9 萨拉森人[1]之首(第2/8页)

“我很理解。”珍说。

“当然,这仅仅指我们还不知道的事情。”导师说,“你绝不能听到我们的猜测,我们对着证据苦苦思索的时候,你也绝不能在场。但是关于我们这个大家庭早年的历史,我们对你是不保留秘密的。实际上正是迈克菲本人坚持要自己来告诉你这些故事。他担心这些事情从格雷斯口中,或者从我口中说出来,会不够客观。”

“我懂了。”

“我希望,如果可以,请你喜欢他。他是我最早的朋友之一。即使我们要失败了,他也会成为我们中最坚定的一员。如果战斗打输了,有他和你肩并肩是最好不过的。如果我们赢了他会做什么,我也想象不出来。”

◆〇◆

马克第二天早晨醒来时,感到头疼欲裂,特别是后脑。他记起来自己摔倒了——所以摔伤了头——在另一间房里,和费罗斯特拉多以及史垂克在一起时摔倒了……正如有个诗人所说,他“发现脑海中有处伤痛,吞噬和扭曲了记忆”。哦,这不可能,他一秒钟也不能接受这个记忆:这是一场噩梦,必须铲除,既然他已经清醒了,噩梦就会消失的。这一切太荒唐了,他曾有一次在狂乱中看到一匹马的前半身,没有身体或后腿,径自跑过了一片草坪。看到这一幕,他当时就觉得荒谬无稽,但恐怖却丝毫不减。这次也是同样荒唐。一个没有身体的头颅,只要在隔壁房间打开空气和人造口水的龙头,这头颅就能够说话。他自己的脑袋一阵悸痛,让他无力思考。

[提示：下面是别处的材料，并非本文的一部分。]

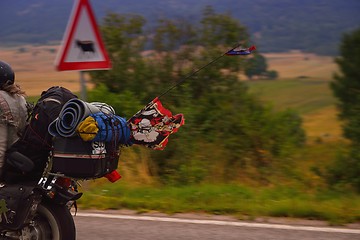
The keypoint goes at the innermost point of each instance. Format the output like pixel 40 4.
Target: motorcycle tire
pixel 54 222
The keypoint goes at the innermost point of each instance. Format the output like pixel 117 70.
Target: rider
pixel 13 110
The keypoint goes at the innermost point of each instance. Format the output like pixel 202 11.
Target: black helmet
pixel 7 75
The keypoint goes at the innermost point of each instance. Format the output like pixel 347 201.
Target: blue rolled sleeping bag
pixel 111 127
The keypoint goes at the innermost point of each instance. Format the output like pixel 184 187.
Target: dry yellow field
pixel 35 70
pixel 297 64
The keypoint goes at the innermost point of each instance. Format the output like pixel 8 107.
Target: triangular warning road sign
pixel 82 47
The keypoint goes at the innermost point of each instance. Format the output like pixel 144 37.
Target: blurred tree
pixel 346 88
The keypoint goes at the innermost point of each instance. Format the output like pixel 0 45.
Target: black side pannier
pixel 76 158
pixel 18 204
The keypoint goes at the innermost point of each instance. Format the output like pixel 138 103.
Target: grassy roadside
pixel 241 201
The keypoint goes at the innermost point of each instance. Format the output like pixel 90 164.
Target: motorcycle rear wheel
pixel 53 222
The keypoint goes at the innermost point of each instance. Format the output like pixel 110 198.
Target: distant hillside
pixel 275 25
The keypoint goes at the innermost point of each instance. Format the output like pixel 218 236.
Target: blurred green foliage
pixel 346 88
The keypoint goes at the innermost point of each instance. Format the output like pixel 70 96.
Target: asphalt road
pixel 112 225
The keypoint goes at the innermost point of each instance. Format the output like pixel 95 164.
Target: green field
pixel 306 96
pixel 303 193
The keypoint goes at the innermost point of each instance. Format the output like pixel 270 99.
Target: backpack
pixel 35 141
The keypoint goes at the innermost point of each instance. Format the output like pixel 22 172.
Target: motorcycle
pixel 40 209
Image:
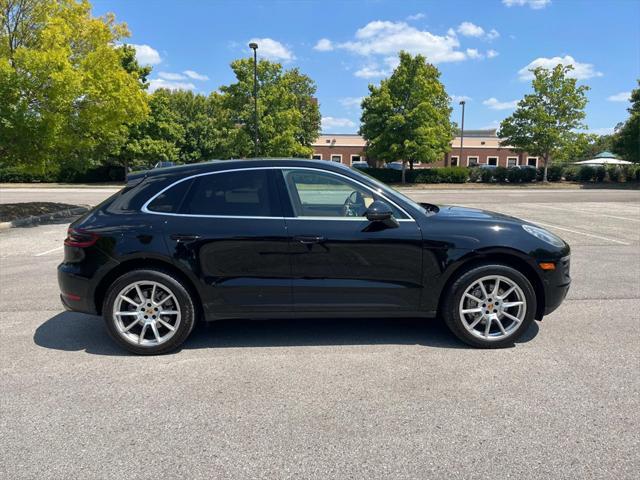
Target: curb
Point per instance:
(44, 218)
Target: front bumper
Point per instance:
(556, 284)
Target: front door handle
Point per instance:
(184, 238)
(309, 239)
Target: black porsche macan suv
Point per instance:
(301, 238)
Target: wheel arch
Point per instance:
(510, 258)
(144, 263)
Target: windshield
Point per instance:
(391, 191)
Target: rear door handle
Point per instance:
(183, 238)
(309, 239)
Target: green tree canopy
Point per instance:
(64, 92)
(288, 114)
(545, 120)
(407, 117)
(627, 137)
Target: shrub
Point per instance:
(486, 175)
(528, 174)
(474, 175)
(586, 173)
(500, 174)
(514, 175)
(614, 173)
(386, 175)
(554, 173)
(571, 173)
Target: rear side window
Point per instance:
(242, 193)
(171, 199)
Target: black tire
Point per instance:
(450, 305)
(180, 291)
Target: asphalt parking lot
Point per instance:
(333, 398)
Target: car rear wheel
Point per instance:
(148, 312)
(490, 306)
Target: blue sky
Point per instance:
(482, 47)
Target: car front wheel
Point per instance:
(490, 306)
(148, 312)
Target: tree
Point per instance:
(407, 117)
(627, 136)
(64, 93)
(288, 114)
(545, 121)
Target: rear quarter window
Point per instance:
(171, 200)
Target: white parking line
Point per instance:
(588, 213)
(48, 251)
(579, 233)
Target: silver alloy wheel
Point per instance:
(146, 313)
(493, 307)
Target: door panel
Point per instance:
(242, 265)
(230, 232)
(355, 265)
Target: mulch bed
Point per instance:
(12, 211)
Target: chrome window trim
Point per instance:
(145, 206)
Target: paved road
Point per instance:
(334, 398)
(93, 196)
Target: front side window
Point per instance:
(243, 193)
(322, 194)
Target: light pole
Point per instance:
(462, 102)
(254, 46)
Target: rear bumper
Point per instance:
(556, 285)
(75, 292)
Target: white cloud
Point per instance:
(580, 71)
(474, 53)
(329, 123)
(146, 55)
(620, 97)
(273, 50)
(469, 29)
(602, 131)
(195, 75)
(156, 83)
(495, 104)
(351, 102)
(459, 98)
(387, 38)
(534, 4)
(371, 71)
(417, 16)
(171, 76)
(324, 45)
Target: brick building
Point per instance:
(479, 147)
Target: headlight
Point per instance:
(544, 235)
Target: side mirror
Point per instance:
(379, 211)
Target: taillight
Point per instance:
(80, 238)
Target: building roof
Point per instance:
(472, 139)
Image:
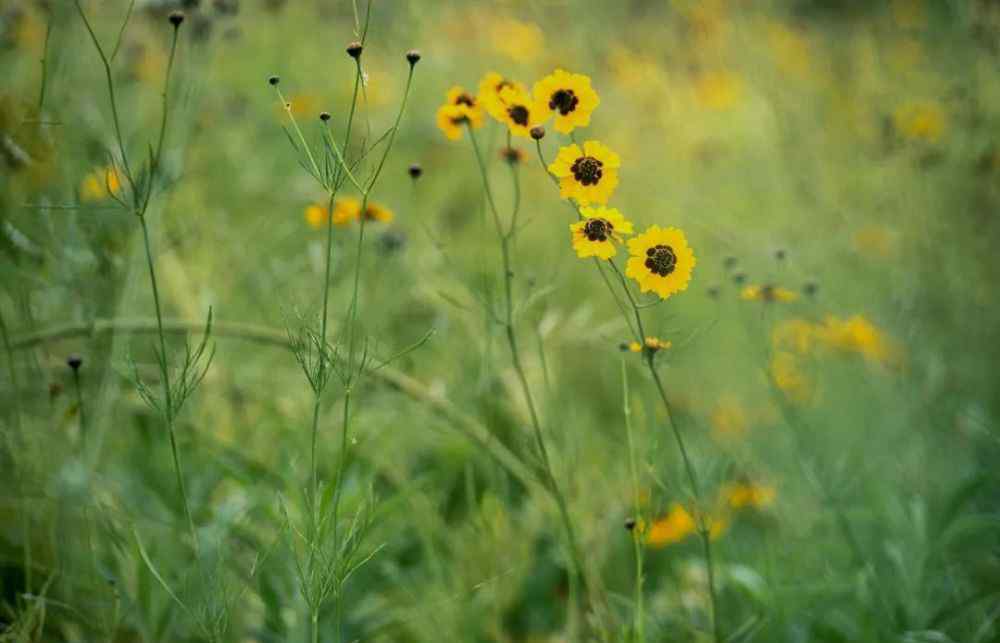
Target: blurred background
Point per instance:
(843, 153)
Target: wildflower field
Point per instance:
(338, 320)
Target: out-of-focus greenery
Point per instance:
(847, 152)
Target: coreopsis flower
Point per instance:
(489, 94)
(745, 494)
(569, 96)
(768, 293)
(460, 109)
(599, 232)
(521, 111)
(588, 174)
(100, 184)
(661, 261)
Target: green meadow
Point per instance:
(552, 321)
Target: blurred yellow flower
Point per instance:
(100, 184)
(519, 41)
(589, 175)
(677, 525)
(787, 374)
(460, 109)
(597, 234)
(858, 335)
(741, 495)
(718, 90)
(661, 261)
(794, 335)
(489, 94)
(521, 111)
(569, 96)
(789, 48)
(768, 292)
(920, 121)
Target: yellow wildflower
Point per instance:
(661, 261)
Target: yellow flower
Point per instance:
(795, 335)
(570, 96)
(719, 90)
(520, 111)
(671, 528)
(768, 292)
(489, 94)
(677, 525)
(741, 495)
(786, 374)
(920, 121)
(520, 41)
(596, 235)
(661, 261)
(376, 212)
(316, 216)
(589, 175)
(460, 109)
(857, 335)
(100, 184)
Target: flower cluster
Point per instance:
(660, 261)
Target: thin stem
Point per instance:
(639, 618)
(168, 414)
(550, 479)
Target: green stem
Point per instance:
(639, 625)
(167, 409)
(508, 322)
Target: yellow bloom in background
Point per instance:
(589, 175)
(521, 111)
(489, 93)
(677, 525)
(794, 335)
(742, 495)
(376, 212)
(768, 292)
(661, 261)
(718, 90)
(100, 184)
(569, 96)
(920, 121)
(671, 528)
(787, 374)
(519, 41)
(598, 233)
(460, 109)
(858, 335)
(316, 216)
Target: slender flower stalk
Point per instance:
(505, 236)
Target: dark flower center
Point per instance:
(564, 100)
(661, 260)
(587, 170)
(518, 114)
(598, 229)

但是他知道这是真实的。正如他们所说的,他没法“接受”。他为此深感羞愧,因为他本希望别人把自己看作一条坚强的汉子呢。但实情是,他的愿望虽然很坚定,神经则不坚强。那些他几乎已经全部从脑海里遗忘的种种美德,依然活在他内心,成了他的弱点,碍手碍脚。他赞成活体解剖,但从没有在解剖室里工作过。他赞同有些社会阶层应当逐渐消灭:但从没有亲眼见过原来是小店主的人不得不去贫民习艺所谋生,也没有见过家庭女教师之类的老妇人,饿得奄奄一息,在冰冷的小阁楼上度过弥留的最后几天、几分钟、几秒。他更不知道,最后一次果腹,还是十天前慢慢饮下的那最后半杯可可的滋味。

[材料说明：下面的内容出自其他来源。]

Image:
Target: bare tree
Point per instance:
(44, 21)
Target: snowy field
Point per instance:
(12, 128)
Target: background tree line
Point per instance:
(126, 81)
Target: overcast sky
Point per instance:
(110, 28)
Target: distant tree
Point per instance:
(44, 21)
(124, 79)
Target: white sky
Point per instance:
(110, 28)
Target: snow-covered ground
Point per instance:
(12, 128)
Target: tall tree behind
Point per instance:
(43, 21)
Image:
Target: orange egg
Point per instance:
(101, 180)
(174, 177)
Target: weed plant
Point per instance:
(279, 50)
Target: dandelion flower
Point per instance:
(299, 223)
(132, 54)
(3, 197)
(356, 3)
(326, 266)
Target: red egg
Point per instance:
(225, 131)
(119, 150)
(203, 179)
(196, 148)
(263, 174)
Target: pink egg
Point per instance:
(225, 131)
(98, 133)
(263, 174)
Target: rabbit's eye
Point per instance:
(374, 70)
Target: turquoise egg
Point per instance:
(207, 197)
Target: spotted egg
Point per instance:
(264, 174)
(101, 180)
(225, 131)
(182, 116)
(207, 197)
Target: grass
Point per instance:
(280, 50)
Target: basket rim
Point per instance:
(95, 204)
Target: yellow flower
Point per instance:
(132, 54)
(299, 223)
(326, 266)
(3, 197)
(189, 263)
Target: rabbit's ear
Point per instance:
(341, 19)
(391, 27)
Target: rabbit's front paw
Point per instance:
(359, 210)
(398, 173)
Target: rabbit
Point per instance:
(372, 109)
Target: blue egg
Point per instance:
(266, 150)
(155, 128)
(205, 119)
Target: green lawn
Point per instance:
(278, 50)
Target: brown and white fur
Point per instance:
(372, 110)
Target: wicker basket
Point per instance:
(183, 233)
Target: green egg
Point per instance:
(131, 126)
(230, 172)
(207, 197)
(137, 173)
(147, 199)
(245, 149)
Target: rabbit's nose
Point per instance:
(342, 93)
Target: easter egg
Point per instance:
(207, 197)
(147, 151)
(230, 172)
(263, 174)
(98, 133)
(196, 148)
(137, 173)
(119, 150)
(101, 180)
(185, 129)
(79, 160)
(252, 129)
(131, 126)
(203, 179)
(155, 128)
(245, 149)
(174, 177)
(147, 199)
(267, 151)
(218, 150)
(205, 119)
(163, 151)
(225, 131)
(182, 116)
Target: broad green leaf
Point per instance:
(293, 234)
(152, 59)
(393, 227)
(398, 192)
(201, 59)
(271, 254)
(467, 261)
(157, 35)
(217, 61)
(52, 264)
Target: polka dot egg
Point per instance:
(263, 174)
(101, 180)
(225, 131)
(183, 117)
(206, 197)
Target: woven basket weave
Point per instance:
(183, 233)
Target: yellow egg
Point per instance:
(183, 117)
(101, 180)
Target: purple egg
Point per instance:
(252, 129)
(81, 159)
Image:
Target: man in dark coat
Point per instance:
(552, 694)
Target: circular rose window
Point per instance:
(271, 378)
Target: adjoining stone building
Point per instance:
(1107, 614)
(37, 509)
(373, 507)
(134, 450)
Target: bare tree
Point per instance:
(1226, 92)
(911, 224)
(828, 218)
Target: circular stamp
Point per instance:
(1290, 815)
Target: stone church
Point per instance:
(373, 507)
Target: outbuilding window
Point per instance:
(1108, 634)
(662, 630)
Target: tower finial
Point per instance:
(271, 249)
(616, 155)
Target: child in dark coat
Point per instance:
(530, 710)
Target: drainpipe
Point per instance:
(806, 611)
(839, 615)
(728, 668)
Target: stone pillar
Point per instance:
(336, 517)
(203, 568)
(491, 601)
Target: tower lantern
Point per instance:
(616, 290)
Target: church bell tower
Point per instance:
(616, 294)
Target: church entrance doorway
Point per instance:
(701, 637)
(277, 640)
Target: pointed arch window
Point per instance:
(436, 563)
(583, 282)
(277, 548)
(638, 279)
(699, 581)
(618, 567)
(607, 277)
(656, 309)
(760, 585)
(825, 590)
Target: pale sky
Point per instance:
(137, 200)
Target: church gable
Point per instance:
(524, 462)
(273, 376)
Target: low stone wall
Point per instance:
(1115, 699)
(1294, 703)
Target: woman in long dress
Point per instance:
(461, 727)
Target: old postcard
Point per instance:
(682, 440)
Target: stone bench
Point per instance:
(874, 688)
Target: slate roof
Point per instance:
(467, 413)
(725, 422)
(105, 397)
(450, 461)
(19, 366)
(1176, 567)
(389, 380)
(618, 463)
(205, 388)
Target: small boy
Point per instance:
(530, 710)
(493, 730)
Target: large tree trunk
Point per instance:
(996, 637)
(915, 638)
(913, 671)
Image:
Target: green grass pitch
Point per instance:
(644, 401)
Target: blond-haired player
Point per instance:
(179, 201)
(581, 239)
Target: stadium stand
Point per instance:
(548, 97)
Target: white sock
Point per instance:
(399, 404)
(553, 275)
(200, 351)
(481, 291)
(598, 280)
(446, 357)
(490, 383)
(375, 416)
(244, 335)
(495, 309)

这时,他不得不起身了。对于珍,他必须做点什么了。显然,他一定得把珍带到伯百利来,不知不觉中,他已经下定了念头。为了保命,就一定得把珍接过来。所有那些进入内部小圈子,或者谋职的焦虑都已经变得无足重轻。现在是生死攸关的大问题。要是把这些人惹火了,他们会杀了他;也许会斩首……哦,上帝啊,要是他们能让那个痛苦不堪的玩意入土为安就好了,就是那个长着脸,放在钢托架上,还能说话的东西。伯百利所有的害怕和担忧——马克现在知道了,除了几个领导,伯百利一直都人人自危——都不过是这个最大的恐惧激起的涟漪。他一定要把珍接过来;他已经不再抗拒这个想法了。

不得不说,在马克的思想中,很难找到一丝让他坚信不疑的高贵思想,不管是基督教还是异教的思想。他所受的教育,既不是科学的,也不是古典的——仅仅是“现代教育”。抽象思维和高尚的人类传统所要求的严格教育,他略过了:他既没有农民的精明,也缺乏贵族的尊严来助他一臂之力。他不过是个稻草人,对于那些不需要深思明断的科目,他是个伶俐的考试行家(在随笔和普通论文这种科目上,他总是很出色),但只要对他稍微来点肉体上的真正威胁,他就会一蹶不振。他头疼不已,感觉糟糕透了。幸好在屋里还存了一瓶威士忌,一杯烈酒下肚,他才能刮胡子,穿衣服。

早饭时间已经过了,不过这无关紧要,他反正什么也吃不下。他喝了好几杯黑咖啡,然后走进写作室。他坐了好一会,在吸水纸上乱画。是时候该写了,可是给珍写这封信太难了。而且,他们为什么想要珍呢?他的心中突然生出无形的恐惧。谁也不要,只要珍!他们会带珍去看那头颅吗?马克一生中几乎还是头一次产生了这种仿佛是无私的爱情:他希望自己当初没有娶珍,也就不会把她扯进这一团骇人的事里,而这恐怖显然已经成为他自己的生活了。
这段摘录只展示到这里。